It’s time we changed our view of Welles, stopped seeing him as a self-indulgent wastrel, and more as a victim of all that is worst about the entertainment business. An untaught genius (the obscure expressionist sources that critics find for his films are just nonsense), Welles was betrayed by the art form that he helped to revolutionise. I hope our play helps to put the record straight.
Critics and audiences have been very good to Rosebud, directed by Josh Richards, and I want to put on record that any passion or energy in my performance as Welles in Mark Jenkins’ play stems from my anger.
Having immersed myself in his life, it infuriates me that the man behind some of the greatest films ever made should have been reduced to this awkward, exiled and in some ways grotesque figure. These at least are the dominant attributes of the image of Welles that I formed in my youth; this gravel-voiced monolith, fatter even than Pavarotti, lending his great gravelly voice to advertisements for frozen peas, sherry and dog food on television.
Faced with this spectacle, who could argue with the conventional wisdom that Welles made a Faustian pact, exchanging his soul and his extraordinary talent for easy lucre.
I hope that Mark’s play is helping to change this erroneous perception. I must have read about 50 books on Welles’s life and only a handful really get the point about him, which was not that he lost his integrity but that he kept it to the end.
If he really was careless of his integrity he would have stayed in Hollywood and jumped through the hoops that the studio bosses demanded. Instead he continued to try and make the kind of films he wanted to make, in reduced circumstances.

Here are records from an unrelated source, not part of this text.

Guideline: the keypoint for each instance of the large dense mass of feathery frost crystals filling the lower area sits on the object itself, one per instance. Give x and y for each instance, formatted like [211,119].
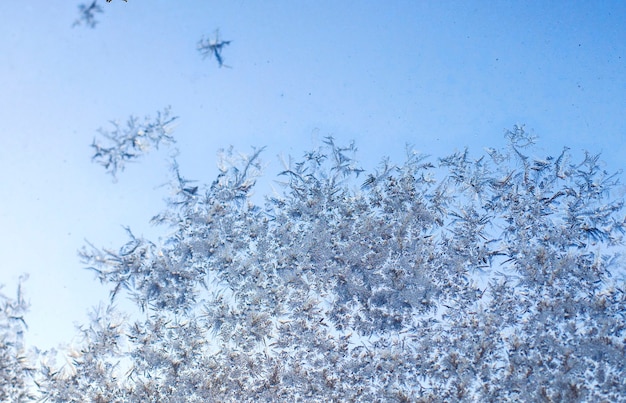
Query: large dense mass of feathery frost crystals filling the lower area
[487,278]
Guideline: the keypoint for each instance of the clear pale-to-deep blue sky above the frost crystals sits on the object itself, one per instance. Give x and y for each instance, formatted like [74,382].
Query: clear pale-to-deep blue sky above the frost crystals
[439,75]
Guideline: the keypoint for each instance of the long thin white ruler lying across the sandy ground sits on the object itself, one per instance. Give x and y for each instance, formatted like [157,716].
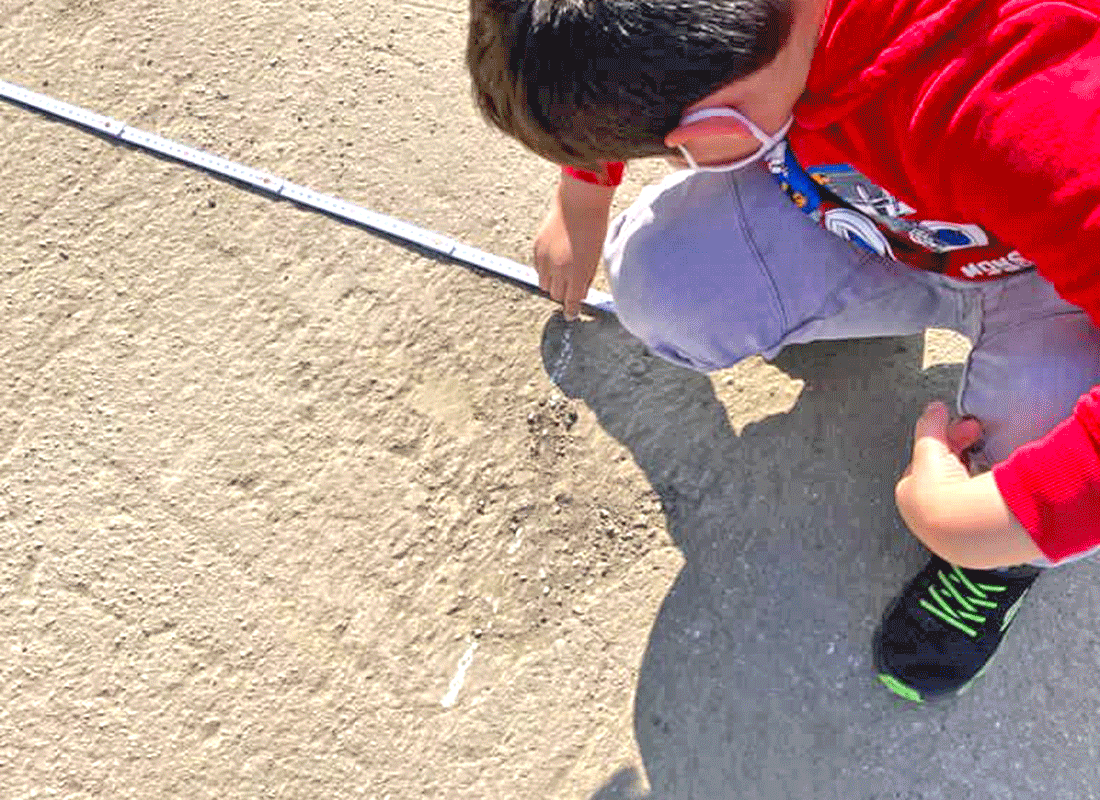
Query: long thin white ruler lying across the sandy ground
[279,188]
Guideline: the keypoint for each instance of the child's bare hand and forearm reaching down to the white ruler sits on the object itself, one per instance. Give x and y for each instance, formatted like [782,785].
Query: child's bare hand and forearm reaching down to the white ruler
[570,242]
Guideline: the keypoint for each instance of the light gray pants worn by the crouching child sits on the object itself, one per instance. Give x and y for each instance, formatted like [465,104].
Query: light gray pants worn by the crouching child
[708,269]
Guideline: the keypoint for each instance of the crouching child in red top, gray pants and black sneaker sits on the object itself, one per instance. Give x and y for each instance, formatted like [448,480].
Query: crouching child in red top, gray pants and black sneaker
[956,137]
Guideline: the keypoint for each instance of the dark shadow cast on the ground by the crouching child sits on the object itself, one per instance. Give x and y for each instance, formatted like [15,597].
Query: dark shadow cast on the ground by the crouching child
[757,680]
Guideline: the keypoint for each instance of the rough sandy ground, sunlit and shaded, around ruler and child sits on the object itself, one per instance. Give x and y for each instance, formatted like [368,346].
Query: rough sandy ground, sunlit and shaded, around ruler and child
[291,511]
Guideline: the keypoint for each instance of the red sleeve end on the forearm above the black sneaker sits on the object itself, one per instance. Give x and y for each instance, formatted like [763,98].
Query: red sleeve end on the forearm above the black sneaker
[1053,486]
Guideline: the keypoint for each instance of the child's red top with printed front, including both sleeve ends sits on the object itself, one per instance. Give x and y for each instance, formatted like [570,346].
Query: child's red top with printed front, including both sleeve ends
[985,116]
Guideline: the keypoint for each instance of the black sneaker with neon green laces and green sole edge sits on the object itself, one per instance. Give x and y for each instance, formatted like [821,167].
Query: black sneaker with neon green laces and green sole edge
[940,634]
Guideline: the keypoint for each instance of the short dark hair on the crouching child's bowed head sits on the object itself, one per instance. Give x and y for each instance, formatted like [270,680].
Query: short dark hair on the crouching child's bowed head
[581,82]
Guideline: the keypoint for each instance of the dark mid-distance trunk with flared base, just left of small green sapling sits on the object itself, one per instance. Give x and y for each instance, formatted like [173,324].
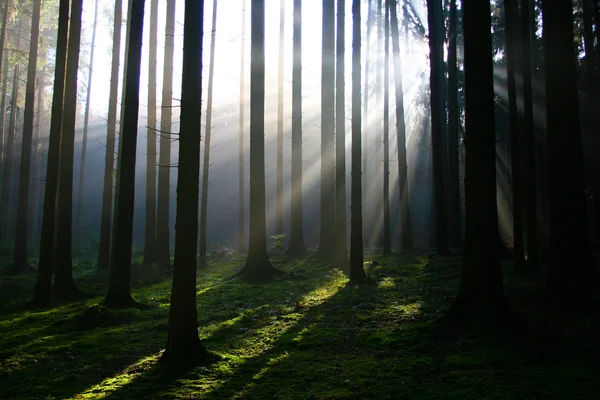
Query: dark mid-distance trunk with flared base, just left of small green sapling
[257,265]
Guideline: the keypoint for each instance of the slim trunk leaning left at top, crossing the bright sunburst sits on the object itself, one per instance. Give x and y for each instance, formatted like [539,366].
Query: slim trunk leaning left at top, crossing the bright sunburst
[406,239]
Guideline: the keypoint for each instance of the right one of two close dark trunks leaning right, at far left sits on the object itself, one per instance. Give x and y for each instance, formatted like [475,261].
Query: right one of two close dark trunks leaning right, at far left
[64,285]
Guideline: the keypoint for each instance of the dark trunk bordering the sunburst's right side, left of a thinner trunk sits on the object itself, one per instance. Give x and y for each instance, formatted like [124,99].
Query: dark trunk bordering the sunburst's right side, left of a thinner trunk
[438,121]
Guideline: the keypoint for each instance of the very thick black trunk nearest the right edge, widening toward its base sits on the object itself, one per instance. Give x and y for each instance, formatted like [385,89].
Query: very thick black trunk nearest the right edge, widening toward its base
[570,268]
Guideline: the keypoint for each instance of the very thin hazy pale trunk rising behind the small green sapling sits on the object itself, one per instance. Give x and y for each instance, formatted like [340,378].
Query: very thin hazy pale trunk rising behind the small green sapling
[279,214]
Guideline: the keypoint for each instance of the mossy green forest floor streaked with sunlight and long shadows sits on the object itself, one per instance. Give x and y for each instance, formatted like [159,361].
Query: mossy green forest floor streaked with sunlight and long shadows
[311,336]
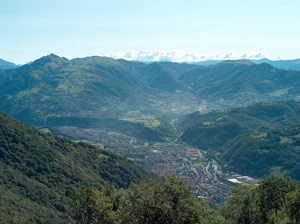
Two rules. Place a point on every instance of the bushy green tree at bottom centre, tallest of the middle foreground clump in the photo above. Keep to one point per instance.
(169, 202)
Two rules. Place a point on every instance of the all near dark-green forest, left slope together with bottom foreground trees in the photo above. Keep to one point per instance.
(47, 179)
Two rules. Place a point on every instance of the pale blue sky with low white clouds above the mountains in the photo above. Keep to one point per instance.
(154, 29)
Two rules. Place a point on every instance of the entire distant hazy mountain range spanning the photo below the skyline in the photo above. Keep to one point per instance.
(53, 86)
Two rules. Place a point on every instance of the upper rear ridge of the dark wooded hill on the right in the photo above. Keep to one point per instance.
(257, 117)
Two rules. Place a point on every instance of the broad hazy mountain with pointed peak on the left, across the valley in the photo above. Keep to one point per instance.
(54, 86)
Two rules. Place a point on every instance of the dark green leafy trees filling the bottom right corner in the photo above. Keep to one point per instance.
(274, 201)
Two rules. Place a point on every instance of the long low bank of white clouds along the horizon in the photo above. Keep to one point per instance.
(186, 56)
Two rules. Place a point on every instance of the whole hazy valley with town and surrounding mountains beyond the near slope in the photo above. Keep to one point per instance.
(166, 116)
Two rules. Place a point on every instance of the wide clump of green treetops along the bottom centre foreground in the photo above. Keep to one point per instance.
(169, 202)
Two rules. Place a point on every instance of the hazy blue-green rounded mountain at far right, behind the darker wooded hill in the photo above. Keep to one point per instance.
(242, 81)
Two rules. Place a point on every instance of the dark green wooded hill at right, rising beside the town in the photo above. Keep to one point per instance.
(255, 140)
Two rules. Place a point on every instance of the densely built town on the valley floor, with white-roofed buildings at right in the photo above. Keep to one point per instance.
(192, 165)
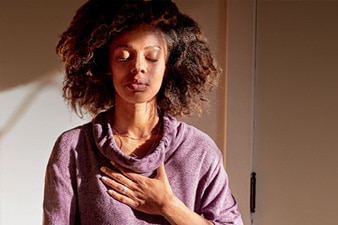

The legendary theatrical agent Peggy Ramsay once noted that talent was actually quite common, it’s the character needed to nurture and protect the talent that is so rare. Welles, who made what is usually seen as the greatest film of all time at the age of 24, must be classed in a special group where talent is concerned. But I would argue that he looked after that talent far better than is usually maintained by those who see his career as a long decline from his debut.
Welles’s critics have plenty of ammunition when they claim that he brought about his own fall from grace through self-indulgence. Welles always had a huge appetite and even at the time of Citizen Kane (1941) he was wearing a truss to keep his figure in check. His dressing room was strewn with empty caviar jars and champagne bottles.
It was not just food. Even when he was married to Rita Hayworth, the most beautiful woman in the world at the time, he was having affairs with Judy Garland and Marilyn Monroe. This is why Falstaff was one of his greatest performances; in food as in sex, he ate life up. Richard Burton, who is a perfect example of a real Faustian figure, looked at him with some gorgeous stick insect and snapped: “How on earth does he make love?”
Certainly Welles was adept at inspiring what must have been considerable kindness from his ladies, but when people start habitually comparing you to a melting iceberg or a volcano, you have a problem being taken seriously as an artist.
There was heartbreaking sadness I think in the image of him wandering the hotel lobbies of the world, instigating thousands of different projects that would never reach fruition.